NTSC Closed Captioning (CC) consists of an analog waveform inserted on line 21, field 1 and possibly
field 2, of the NTSC Vertical Blanking Interval (VBI). That waveform provides a transport channel which
can deliver 2 bytes of data on every field of video. This translates to a nominal 60 or 120 bytes per
second (Bps), or a nominal 480 or 960 bits per second (bps).
In contrast, DTV Closed Captioning is transported as a logical data channel in the DTV digital bitstream.
DTV-specific closed captioning is allocated 9600 bps for each program.
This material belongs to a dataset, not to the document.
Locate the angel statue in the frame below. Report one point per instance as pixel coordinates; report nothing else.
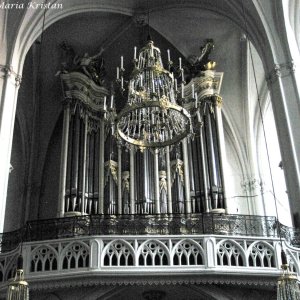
(92, 66)
(201, 62)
This increased capacity opens
the possibility for simultaneous transmission of captions in multiple languages and with multiple reading
levels, as well as the transport of an entire CEA-608 datastream1.
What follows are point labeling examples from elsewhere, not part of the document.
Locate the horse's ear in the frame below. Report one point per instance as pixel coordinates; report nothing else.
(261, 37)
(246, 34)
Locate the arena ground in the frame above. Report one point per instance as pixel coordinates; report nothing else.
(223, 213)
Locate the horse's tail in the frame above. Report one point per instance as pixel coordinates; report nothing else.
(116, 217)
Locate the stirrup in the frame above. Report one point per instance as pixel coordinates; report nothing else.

The DTV standard also accommodates a variety of increased horizontal and vertical resolutions (e.g.,
704x480, 1280x720 and 1920x1080), versus the single 525 vertical scan line format for NTSC. These
added resolutions provide for more defined representations of character fonts and other on-screen
objects.
The heart of any DTVCC caption display is the caption “window,” which is similar to the window concept
found in many computer Graphical User Interfaces (GUIs). Windows are placed within the DTV screen,
and caption text is placed within windows. Windows and text have a variety of color, size and other
attributes.
CEA-708-D describes the above issues in a reverse-hierarchical (i.e., low-to-high level) fashion. It follows
an “Open Systems Interconnect (OSI) Reference Model”-type protocol stack for layered protocols.
DTVCC consists of 5 protocol layers: the Transport Layer, the Packet Layer, the Service Layer, the
Coding Layer, and the Interpretation Layer. The discussion of the first 2 layers is a detailed presentation
of data organization issues. The discussion of the last 2 layers provides a more informative presentation
of the unique aspects of closed captioning. Some readers may wish to start with these last 2 layers first,
beginning in Section 7.